Supplemental Figure 4. In-silico predictions and alignments of the mammalian Cx36
phosphorylation sites by αCaM-KII with its homologs perch Cx35 and Cx34.7. (A)
CaM-K/CaM-KII/CaM-KIIa (α) phosphorylation sites prediction for Cx36, Cx35 and
Cx34.7 were identified using the Group-based Prediction System Version 2.1 (GPS
v2.1).

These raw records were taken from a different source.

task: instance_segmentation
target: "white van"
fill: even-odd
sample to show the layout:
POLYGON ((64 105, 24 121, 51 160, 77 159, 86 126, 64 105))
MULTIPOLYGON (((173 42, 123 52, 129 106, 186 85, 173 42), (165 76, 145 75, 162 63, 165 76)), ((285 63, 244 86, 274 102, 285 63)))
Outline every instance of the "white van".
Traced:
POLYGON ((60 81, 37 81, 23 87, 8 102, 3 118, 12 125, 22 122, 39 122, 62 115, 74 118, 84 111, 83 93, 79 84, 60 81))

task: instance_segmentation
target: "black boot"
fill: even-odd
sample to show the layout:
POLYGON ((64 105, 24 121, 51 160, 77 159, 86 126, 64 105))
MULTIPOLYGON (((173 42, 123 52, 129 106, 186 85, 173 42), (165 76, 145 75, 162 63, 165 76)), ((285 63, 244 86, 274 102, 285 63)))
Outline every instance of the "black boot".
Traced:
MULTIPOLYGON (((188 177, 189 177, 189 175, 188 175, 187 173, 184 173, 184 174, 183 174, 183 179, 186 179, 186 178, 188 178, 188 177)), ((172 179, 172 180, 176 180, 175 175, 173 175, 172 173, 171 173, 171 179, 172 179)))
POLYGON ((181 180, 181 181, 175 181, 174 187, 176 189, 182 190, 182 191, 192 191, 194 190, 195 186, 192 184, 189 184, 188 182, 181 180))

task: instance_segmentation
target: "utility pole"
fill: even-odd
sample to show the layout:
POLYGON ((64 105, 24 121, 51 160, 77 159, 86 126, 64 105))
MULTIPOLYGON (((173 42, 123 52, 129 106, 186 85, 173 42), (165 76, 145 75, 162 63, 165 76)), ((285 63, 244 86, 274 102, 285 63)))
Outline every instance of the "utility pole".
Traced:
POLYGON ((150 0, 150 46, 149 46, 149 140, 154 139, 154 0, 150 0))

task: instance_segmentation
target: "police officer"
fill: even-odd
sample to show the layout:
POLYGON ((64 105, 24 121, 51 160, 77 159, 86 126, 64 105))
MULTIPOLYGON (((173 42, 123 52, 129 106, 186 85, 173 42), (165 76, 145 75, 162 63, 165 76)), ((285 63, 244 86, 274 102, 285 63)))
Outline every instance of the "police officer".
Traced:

Four putative αCaM-KII phosphorylation sites were identified previously for Cx36
(Alev et al., 2008) using the group-based phosphorylation scoring method (GPS). Scores
for predicted αCaM-KII phosphorylation sites for Cx36 and their fish counterpart were
higher than the cutoff values (highest threshold) for a high prediction performance. The
prediction of serine 293 as a phosphorylation target site in Cx36 required a lower
threshold (medium), which still offers high accuracy and sensitivity. (B) Sequence
alignment of the regions of Cx36 cytoplasmic loop and carboxyl-terminal containing
phosphorylation sites for αCaM-KII and its fish homologs perch Cx35 and Cx34.7,
demonstrate a high degree of homology. Putative αCaM-KII phosphorylation sites are
outlined in red. Completely conserved amino acids are indicated with “I”, conserved
substitutions with “:”, and semi-conserved substitutions with “.”.